Eran los zapatos de charol nuevos, estrenados cada año el domingo de ramos. [Disculpa, Beatriz. Quiero decir: el Domingo de Ramos].

Mis zapatos de charol eran la cosa más bonita del mundo. Ajustados con su hebilla dorada. Brillando redonditos, sobre calcetines blancos bien estirados hacia la rodilla.

Yo llevaría un vestido estampado con flores, bajo un abrigo hecho por mamá. O quizás me ponía la falda plisada de Navidad, con jersey cisne acrílico, de los que sacaban chispas al pasar la cabeza. [Mi madre me dice que siempre vestido nuevo. Nunca ropa de Navidad ni  jersey de cuello alto en Ramos. ¡Entendido!).

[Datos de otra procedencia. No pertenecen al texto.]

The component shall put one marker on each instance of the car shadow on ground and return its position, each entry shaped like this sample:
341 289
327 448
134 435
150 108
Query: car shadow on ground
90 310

Los zapatos de charol eran mi bienvenida a la primavera.
Y Ramos era el día de estrenar.

He querido escribir domingo de ramos pero no me parece ofrecerle justicia a mi Beatriz de siete años. Era Domingo de Ramos. ¡Domingo de Ramos! El día de los zapatos nuevos de charol… y la leche en paño.

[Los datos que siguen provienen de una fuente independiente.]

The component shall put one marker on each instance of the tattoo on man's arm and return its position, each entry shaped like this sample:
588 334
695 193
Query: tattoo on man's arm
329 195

Limpiar los zapatos con leche era el gran ritual del año. Sólo se hacía con el charol negro, ves a saber por recomendación de quién. De la abuela, seguro – sabiduría heredada del pueblo. Era leche de la granja Ca la Cuca, en Vilassar de Dalt. La misma leche que me daría tuberculosis a los nueve años. Una leche de las que se recuerdan… de las que dejaban un dedo de nata en el vaso.

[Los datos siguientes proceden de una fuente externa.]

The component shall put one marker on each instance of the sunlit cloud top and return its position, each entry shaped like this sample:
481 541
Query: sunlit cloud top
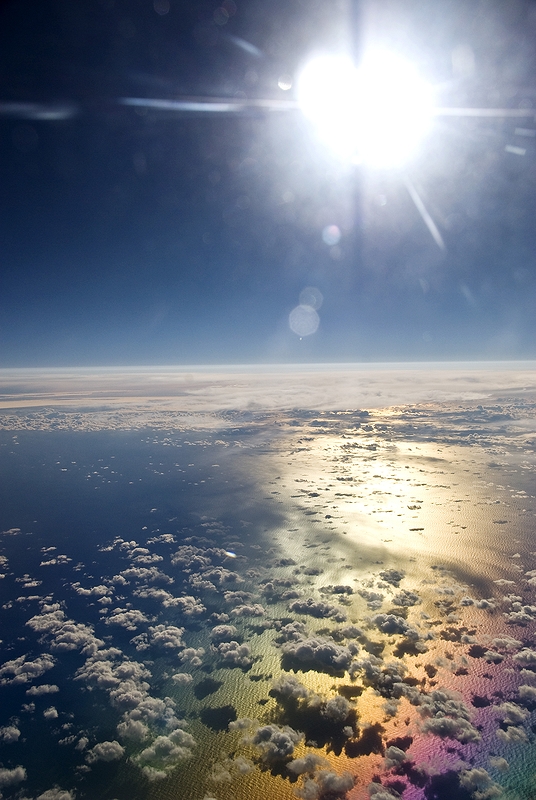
376 114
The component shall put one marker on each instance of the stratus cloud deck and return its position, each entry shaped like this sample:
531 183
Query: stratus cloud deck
269 603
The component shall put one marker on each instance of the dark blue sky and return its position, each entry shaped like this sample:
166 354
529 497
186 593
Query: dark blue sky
156 238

Yo untaba un trapito en el bol de la leche, con la gata detrás, mirando y esperando. Cogía mi zapato de charol, mi manita agarrada hebilla, y a frotar. A brillar. A brillar.

Me arreglaba el pelo de seis, siete, ocho años, con un clip de color rojo o amarillo, en la parte izquierda del flequillo. Me ponía el abrigo color pastel, copiado por mamá de alguna película de Hitchcock. Me aseguraba de que los calcetines no se habían movido un ápice. Zapatos deslumbrantes. Y lista.

Estamos en Lloret de Mar. Vamos la bendición de Ramos, palma en mano. Rosarios de caramelo colgando. Lazos. Y nada es más importante que caminar sin pisar barro.

Mis hermanos van ya llenos de pringue, sus rosarios desmontados.

Y la gata está feliz. Relamida. Bol vacío. Pensando: qué lujo esto del charol, en Ramos.